We feel the current authorities of MVCA are sufficient and we do not support additional regulations on our land,
Andrew & Julie Dawson
RiverRun Farms / Mississippi Berries
The definition of wetland is under Section 28.25 of the Conservation Authorities Act. Farmland is exempt under that definition.
“wetland” means land that,
(a) is seasonally or permanently covered by shallow water or has a water table close to or at its surface,
(b) directly contributes to the hydrological function of a watershed through connection with a surface watercourse,
(c) has hydric soils, the formation of which has been caused by the presence of abundant water, and
(d) has vegetation dominated by hydrophytic plants or water tolerant plants, the dominance of which has been favoured by the presence of abundant water,
but does not include periodically soaked or wet land that is used for agricultural purposes and no longer exhibits a wetland characteristic referred to in clause (c) or (d). (“terre marécageuse”) 1998, c. 18, Sched.
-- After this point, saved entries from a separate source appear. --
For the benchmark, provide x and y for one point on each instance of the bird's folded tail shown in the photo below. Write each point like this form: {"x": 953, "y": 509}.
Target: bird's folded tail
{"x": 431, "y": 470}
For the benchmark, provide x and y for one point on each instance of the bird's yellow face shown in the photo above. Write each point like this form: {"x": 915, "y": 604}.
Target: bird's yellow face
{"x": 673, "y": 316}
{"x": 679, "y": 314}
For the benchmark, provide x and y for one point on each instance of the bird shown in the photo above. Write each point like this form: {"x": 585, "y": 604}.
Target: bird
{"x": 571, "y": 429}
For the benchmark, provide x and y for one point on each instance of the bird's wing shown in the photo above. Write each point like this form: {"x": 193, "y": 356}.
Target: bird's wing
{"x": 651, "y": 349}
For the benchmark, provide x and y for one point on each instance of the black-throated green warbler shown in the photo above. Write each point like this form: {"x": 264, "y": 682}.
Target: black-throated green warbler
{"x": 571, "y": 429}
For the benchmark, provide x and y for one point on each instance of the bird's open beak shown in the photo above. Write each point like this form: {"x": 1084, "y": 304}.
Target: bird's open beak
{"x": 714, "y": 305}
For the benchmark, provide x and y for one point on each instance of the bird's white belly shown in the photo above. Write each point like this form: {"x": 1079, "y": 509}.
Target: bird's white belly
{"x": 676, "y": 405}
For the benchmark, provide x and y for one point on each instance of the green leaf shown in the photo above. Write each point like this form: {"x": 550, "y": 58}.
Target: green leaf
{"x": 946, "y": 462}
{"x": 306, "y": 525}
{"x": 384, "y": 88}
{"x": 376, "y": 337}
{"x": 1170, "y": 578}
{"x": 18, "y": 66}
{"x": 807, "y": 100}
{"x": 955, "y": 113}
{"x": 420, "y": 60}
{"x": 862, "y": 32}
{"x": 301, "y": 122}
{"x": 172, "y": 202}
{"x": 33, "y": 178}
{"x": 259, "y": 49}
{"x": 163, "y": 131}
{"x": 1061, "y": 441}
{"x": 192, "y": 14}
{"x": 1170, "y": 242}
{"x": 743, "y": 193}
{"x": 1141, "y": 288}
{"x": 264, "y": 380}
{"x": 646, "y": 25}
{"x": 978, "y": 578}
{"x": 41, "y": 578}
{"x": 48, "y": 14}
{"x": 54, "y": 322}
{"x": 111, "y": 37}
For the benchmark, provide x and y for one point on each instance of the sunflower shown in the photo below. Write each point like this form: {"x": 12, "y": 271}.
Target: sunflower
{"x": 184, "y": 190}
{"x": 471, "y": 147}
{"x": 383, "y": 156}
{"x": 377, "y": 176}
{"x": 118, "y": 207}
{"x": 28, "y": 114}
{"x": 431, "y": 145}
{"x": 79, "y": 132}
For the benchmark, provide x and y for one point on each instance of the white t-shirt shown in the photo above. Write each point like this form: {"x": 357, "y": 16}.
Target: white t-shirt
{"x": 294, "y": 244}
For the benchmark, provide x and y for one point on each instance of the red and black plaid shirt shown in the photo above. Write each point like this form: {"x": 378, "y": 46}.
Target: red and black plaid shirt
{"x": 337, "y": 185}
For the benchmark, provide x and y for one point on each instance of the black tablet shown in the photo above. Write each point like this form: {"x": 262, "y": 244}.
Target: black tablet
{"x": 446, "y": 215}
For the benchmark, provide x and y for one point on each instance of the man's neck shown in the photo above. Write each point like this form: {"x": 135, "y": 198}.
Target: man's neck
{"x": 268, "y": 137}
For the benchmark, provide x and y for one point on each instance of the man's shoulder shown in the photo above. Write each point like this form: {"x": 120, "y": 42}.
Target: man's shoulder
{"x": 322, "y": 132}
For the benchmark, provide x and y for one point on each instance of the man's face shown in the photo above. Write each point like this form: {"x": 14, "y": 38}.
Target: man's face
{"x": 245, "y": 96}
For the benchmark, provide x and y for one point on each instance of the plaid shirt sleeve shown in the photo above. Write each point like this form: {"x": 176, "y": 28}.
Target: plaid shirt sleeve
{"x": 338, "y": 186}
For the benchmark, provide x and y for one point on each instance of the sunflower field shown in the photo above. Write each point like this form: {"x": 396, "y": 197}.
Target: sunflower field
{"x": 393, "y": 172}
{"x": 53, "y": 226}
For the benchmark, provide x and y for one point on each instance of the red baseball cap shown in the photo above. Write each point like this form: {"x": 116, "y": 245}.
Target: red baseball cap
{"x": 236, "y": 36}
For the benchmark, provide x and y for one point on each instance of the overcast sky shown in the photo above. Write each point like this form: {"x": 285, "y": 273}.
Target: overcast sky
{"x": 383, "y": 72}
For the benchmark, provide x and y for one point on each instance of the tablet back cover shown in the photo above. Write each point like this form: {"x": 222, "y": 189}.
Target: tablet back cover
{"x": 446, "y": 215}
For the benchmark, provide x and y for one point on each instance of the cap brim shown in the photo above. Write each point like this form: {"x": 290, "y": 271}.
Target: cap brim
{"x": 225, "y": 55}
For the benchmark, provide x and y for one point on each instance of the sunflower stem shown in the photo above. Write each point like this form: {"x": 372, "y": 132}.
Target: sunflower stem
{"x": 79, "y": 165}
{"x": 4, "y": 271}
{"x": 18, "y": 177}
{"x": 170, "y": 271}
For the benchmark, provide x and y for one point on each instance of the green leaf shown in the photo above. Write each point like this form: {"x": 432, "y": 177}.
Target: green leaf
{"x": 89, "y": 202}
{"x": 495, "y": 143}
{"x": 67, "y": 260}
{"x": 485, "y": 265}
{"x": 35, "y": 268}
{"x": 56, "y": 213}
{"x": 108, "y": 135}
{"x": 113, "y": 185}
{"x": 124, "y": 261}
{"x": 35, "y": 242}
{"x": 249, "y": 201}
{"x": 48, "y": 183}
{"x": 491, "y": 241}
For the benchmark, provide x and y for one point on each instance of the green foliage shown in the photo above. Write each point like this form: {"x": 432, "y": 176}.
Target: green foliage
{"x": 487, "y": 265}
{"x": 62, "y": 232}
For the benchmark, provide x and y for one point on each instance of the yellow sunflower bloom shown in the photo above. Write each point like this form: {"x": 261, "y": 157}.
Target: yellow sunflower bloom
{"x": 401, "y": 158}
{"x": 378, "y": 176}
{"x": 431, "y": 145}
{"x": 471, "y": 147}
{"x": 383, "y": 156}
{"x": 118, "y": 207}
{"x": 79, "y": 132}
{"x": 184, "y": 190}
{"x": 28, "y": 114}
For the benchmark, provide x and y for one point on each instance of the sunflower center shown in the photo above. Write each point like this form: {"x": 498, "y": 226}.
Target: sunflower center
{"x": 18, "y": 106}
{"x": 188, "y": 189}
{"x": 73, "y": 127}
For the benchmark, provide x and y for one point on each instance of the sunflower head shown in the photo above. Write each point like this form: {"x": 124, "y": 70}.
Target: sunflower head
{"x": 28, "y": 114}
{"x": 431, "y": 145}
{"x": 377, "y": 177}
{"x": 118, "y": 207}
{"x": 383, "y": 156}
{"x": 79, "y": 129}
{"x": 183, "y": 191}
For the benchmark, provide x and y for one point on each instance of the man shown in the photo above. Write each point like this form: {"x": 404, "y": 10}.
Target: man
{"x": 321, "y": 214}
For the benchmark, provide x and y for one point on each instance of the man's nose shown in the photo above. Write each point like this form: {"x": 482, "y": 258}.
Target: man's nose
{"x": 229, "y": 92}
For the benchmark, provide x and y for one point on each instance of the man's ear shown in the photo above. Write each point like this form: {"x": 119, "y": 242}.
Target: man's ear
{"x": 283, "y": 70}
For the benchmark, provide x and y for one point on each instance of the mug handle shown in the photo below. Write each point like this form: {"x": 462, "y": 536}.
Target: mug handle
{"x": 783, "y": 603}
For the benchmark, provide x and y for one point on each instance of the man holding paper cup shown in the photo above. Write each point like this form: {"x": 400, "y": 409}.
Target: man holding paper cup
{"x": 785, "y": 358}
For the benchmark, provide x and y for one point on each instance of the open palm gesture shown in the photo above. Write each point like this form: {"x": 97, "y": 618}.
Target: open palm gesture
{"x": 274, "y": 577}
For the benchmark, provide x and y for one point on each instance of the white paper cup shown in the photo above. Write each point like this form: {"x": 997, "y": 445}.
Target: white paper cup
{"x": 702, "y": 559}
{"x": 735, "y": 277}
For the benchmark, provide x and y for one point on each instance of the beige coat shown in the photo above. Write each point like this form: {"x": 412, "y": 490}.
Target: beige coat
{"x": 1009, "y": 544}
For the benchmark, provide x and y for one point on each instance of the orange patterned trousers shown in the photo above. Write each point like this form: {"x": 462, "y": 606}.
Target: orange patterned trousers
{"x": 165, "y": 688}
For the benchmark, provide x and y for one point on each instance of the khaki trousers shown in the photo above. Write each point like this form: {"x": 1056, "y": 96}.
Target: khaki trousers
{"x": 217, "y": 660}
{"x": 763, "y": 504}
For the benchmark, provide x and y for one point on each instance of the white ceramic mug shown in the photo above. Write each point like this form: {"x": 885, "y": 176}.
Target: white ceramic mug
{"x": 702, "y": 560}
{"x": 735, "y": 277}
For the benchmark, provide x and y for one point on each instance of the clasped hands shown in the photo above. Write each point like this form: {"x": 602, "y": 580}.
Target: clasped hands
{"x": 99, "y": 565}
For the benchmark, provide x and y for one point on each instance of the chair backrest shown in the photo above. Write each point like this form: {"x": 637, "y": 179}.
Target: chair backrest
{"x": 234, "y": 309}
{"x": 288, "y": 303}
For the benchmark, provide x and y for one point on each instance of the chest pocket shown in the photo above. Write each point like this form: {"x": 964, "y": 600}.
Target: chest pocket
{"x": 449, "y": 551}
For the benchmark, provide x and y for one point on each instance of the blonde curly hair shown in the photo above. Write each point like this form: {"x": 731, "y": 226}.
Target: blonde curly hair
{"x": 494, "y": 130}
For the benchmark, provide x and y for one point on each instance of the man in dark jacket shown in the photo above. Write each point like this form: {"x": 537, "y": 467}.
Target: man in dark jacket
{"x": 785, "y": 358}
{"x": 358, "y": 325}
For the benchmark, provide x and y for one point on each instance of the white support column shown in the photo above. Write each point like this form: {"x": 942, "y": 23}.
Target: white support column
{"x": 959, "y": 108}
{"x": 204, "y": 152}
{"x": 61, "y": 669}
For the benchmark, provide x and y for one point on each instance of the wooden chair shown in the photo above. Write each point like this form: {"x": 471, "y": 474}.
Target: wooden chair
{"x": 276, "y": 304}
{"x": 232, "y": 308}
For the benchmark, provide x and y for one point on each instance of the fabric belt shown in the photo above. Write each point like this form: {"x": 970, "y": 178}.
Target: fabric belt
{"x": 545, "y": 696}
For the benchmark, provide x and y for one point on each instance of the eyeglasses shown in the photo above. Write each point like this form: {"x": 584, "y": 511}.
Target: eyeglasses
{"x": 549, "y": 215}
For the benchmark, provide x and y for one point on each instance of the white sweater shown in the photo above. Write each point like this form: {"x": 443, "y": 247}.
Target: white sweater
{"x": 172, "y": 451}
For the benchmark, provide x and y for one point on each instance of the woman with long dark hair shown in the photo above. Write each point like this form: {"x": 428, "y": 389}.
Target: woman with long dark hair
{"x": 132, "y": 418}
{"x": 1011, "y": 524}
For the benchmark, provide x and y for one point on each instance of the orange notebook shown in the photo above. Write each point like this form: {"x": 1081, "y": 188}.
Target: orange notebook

I, s. 12.
And another point to remember is that anytime a conservation authority uses its powers you should ask for compensation under the Expropriations act under Section 31. This can include injurious affection when they take no land but impact your income. Also look at the Antrim Truck stop case of 2013 and the expanded use of injurious affection.
Private property held in fee simple in Ontario has total right, title, and interest in the land subject to expropriation for approved projects and subject to compensation to the landowner. Don’t let anyone tell you differently.